- Mental, neurological and behavioural disorders are common to all countries and cause immense suffering. People with these disorders are often subjected to social isolation, poor quality of life and increased mortality. These disorders are the cause of staggering economic and social costs.
- Hundreds of millions of people worldwide are affected by mental, behavioural, neurological and substance use disorders. For example, estimates made by WHO in 2002 showed that 154 million people globally suffer from depression and 25 million people from schizophrenia; 91 million people are affected by alcohol use disorders and 15 million by drug use disorders. A recently published WHO report shows that 50 million people suffer from epilepsy and 24 million from Alzheimer and other dementias.
- In addition to the above figures, many other disorders affect the nervous system or produce neurological sequelae. Projections based on a WHO study show that worldwide in 2005, 326 million people suffer from migraine; 61 million from cerebrovascular diseases; 18 million from neuroinfections or neurological sequelae of infections. Number of people with neurological sequelae of nutritional disorders and neuropathies (352 million) and neurological sequelae secondary to injuries (170 million) also add substantially to the above burden.
- About 877,000 people die by suicide every year.
- One in four patients visiting a health service has at least one mental, neurological or behavioural disorder but most of these disorders are neither diagnosed nor treated.
- Mental illnesses affect and are affected by chronic conditions such as cancer, heart and cardiovascular diseases, diabetes and HIV/AIDS. Untreated, they bring about unhealthy behaviour, non-compliance with prescribed medical regimens, diminished immune functioning, and poor prognosis.
- Cost-effective treatments exist for most disorders and, if correctly applied, could enable most of those affected to become functioning members of society.

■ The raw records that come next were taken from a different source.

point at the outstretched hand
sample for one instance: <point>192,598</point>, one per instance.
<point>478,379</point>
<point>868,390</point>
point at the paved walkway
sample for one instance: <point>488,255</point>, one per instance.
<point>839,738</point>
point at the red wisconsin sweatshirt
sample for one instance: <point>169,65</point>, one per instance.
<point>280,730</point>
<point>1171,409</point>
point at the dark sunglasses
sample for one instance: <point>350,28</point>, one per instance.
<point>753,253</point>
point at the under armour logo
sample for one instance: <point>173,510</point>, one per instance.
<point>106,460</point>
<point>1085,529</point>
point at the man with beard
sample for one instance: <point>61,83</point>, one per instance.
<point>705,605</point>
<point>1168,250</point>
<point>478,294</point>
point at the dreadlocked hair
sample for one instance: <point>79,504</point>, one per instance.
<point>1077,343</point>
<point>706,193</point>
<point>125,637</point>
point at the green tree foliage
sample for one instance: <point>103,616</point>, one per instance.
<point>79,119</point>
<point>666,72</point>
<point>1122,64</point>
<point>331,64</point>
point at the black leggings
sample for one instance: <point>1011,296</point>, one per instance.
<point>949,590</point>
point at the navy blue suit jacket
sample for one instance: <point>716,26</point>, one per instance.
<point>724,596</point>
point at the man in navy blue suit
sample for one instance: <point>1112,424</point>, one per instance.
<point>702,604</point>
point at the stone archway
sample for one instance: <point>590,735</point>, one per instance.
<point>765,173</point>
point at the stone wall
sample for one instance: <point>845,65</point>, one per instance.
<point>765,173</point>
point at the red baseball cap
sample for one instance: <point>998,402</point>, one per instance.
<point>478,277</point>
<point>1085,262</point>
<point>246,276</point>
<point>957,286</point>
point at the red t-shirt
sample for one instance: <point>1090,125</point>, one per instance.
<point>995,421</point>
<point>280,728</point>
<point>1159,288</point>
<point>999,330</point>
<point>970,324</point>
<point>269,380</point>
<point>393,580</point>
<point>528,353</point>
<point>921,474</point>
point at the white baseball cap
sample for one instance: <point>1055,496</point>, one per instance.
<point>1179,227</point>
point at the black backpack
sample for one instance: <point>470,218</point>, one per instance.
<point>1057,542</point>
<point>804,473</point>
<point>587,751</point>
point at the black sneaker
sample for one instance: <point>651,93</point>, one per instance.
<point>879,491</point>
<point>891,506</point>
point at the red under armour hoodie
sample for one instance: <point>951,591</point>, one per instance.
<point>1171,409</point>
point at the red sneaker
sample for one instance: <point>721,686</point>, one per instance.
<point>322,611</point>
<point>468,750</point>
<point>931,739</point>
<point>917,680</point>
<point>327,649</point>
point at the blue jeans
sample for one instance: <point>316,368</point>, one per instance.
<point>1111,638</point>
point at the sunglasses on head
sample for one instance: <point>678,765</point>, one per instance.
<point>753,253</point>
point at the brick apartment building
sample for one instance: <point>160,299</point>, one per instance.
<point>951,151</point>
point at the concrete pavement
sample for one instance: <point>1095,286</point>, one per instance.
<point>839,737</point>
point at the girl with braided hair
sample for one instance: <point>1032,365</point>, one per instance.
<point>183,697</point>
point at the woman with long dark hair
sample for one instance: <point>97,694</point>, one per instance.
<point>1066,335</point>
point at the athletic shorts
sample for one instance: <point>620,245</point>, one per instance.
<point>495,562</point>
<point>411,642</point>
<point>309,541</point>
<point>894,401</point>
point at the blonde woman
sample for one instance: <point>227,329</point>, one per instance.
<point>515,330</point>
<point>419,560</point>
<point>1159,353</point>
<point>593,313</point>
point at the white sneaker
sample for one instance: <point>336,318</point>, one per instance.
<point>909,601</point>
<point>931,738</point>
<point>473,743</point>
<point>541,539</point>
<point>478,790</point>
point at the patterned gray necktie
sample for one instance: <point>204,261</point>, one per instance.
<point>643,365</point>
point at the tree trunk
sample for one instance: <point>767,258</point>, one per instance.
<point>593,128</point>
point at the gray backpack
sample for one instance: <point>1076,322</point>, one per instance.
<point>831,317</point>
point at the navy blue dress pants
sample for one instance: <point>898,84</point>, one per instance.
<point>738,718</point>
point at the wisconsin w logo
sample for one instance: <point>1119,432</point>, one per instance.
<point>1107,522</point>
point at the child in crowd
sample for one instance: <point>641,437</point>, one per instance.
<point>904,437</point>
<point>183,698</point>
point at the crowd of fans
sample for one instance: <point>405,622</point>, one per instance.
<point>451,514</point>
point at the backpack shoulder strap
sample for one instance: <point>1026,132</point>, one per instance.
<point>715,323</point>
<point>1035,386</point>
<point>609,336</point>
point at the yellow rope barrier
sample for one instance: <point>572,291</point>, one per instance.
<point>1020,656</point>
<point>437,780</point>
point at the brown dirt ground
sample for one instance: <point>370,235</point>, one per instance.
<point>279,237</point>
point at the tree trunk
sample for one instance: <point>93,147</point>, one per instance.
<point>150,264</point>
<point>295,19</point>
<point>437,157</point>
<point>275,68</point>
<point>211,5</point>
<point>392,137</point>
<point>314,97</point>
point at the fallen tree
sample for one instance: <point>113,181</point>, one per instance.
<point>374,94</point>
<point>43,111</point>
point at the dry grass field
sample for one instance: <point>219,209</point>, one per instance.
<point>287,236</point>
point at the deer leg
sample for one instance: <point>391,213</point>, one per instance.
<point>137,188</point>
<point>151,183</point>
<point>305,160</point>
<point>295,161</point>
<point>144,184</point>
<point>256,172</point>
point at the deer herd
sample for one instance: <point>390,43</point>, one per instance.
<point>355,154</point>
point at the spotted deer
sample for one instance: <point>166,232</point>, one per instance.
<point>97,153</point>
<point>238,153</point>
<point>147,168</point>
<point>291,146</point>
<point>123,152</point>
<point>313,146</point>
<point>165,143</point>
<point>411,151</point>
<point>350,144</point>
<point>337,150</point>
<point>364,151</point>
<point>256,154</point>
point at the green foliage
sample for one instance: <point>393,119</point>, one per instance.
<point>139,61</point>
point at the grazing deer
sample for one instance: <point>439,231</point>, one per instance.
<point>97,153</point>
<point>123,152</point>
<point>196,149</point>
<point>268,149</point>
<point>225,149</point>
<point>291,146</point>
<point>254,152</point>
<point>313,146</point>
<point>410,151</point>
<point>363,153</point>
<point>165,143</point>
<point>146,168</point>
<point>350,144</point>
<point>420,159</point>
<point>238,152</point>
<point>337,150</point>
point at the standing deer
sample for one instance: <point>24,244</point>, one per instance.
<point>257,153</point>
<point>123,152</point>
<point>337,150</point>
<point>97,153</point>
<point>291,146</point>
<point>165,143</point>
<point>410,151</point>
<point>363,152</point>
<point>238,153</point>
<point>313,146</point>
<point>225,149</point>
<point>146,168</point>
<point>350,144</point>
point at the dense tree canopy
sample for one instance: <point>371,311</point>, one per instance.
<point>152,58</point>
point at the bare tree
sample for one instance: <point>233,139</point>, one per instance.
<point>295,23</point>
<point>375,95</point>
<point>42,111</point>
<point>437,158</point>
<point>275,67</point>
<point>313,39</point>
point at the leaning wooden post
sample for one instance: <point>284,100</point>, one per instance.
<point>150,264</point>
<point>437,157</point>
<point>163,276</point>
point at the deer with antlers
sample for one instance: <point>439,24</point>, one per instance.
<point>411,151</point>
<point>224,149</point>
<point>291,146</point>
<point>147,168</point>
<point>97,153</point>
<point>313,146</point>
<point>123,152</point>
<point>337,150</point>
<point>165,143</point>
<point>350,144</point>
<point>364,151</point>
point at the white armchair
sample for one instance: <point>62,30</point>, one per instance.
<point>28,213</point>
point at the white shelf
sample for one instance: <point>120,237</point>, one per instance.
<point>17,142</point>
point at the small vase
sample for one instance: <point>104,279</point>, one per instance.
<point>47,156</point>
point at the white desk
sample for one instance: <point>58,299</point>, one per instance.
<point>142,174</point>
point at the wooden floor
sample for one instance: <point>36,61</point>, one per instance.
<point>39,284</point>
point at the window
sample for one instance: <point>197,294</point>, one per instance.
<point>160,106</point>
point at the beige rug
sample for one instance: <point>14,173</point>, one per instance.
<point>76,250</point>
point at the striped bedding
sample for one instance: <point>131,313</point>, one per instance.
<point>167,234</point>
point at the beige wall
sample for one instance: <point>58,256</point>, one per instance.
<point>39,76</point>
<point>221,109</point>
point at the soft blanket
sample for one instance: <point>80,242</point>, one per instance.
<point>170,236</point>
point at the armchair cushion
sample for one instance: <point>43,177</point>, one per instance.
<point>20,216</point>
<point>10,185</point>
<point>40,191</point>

- Barriers to effective treatment of mental illness include lack of recognition of the seriousness of mental illness and lack of understanding about the benefits of services. Policy makers, insurance companies, health and labour policies, and the public at large – all discriminate between physical and mental problems.
- Most middle and low-income countries devote less than 1% of their health expenditure to mental health. Consequently mental health policies, legislation, community care facilities, and treatments for people with mental illness are not given the priority they deserve.